Fans asked for a new car to replace the archaic IR3 and IR5; Bernard delivered. Fans wanted to get away from identical motors in all the cars; Bernard attracted Chevrolet back to the series as an engine supplier. He took a series where even hardcore fans admitted the on-track action was miserable, and in his third year offered the best racing of the century.
Fans wanted more oval tracks, specifically some of the old classics; Bernard went out of his way to offer sweet deals to these tracks and signed some of them. Fans wanted young American talent to get rides; Bernard worked hard to find a seat for Graham Rahal and got sprint car star Bryan Clausen into Indy Lights.
Fans hated the Tony-George-inspired pack racing on ovals. Bernard made new oval rules which brought driver skill back into the mix. He hired ALMS wizard Beaux Barfield as race director, to make sure the rules were followed and explained. He brought back double-wide restarts on road courses.
Most important, the new car, new motors, and new rules created the best on-track action most fans had ever seen.
What Bernard couldn’t do is also notable.
The one thing Bernard could not do was get the series out of its ten-year television contract which relegated most of its races to a second-tier cable network, but even that needn’t have been fatal, as the network, which became NBC Sports, is starting to grow and reach new households.
Most important, he couldn’t reverse 15 years of damage overnight. It took him three years just to get the racing right, so he actually had a quality product to sell. He couldn’t undo years of harm done to IndyCar by Tony George or the team owners, who also owned an unsuccessful IndyCar series, in conflict with George’s IRL.
Randy Bernard could not take a business which had bled cash for 15 years, and which had ruined its product and reputation, and suddenly convince everyone that is was a good investment. In five years, he might have. In three years, he was just getting started.
He met opposition every step of the way. Team owners didn’t like having a CEO tell them how things would be; they wanted more say, despite having proved that they couldn’t run the show.
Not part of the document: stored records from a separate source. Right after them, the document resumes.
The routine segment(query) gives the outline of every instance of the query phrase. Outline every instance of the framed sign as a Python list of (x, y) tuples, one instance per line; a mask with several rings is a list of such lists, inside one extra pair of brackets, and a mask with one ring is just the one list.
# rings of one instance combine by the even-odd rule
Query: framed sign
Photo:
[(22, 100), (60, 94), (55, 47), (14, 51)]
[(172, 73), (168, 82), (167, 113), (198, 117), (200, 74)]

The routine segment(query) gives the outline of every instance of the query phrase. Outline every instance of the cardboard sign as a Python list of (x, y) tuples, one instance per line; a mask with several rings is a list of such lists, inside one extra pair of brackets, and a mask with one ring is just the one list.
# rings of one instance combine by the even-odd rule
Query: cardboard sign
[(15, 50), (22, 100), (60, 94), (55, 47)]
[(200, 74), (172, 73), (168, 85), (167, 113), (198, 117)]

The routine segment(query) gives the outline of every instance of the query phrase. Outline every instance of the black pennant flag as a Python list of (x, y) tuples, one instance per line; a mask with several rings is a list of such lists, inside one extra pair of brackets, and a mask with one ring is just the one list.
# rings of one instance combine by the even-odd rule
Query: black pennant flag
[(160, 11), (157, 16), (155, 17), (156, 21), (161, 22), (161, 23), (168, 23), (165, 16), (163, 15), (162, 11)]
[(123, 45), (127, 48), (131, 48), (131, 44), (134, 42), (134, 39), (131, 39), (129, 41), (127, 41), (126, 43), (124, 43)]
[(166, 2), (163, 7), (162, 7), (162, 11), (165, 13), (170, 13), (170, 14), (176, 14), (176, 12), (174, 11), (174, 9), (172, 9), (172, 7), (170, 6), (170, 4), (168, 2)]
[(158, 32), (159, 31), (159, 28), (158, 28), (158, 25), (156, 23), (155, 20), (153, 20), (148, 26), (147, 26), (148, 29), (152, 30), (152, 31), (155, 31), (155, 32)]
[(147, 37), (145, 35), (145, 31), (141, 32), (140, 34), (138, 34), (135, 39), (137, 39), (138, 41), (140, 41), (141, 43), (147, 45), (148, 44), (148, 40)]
Some fans refused to accept Bernard, simply because he wasn’t an IndyCar old-timer, despite the fact that IndyCar old-timers had bankrupted the series. Even the IMS board wouldn’t wholly support Bernard, which isn’t surprising considering Tony George and some of his friends sat on the board.
Finally, for reasons not yet made public, Bernard was squeezed out, and in a way which can only hurt the series.
IndyCar has gotten it wrong for years. What was once the premier form of motorsports in North America became almost a joke, with conflicting series, plummeting ratings and bad racing. Randy Bernard did what he could to turn that around, only to be dumped unceremoniously on a Sunday after an “emergency” teleconference.
Randy Bernard will land on his feet. He has proven to be a tireless worker, wholly committed to whatever job he has taken on.
IndyCar? Not so sanguine about the fate of this great sport. After seeing the American Le Mans Series go broke and sell out despite having the best sports car racing in North America, one has to realize that racing is a business and businesses can go broke if managed incompetently.
What competent businessman would want to take over IndyCar after seeing how the series treated Randy Bernard? And without a competent CEO, how can the series hope to start making money and gaining fans?
Since 1911, except for the World War years, there has always been an Indy 500. Ten years from now, that might not be true.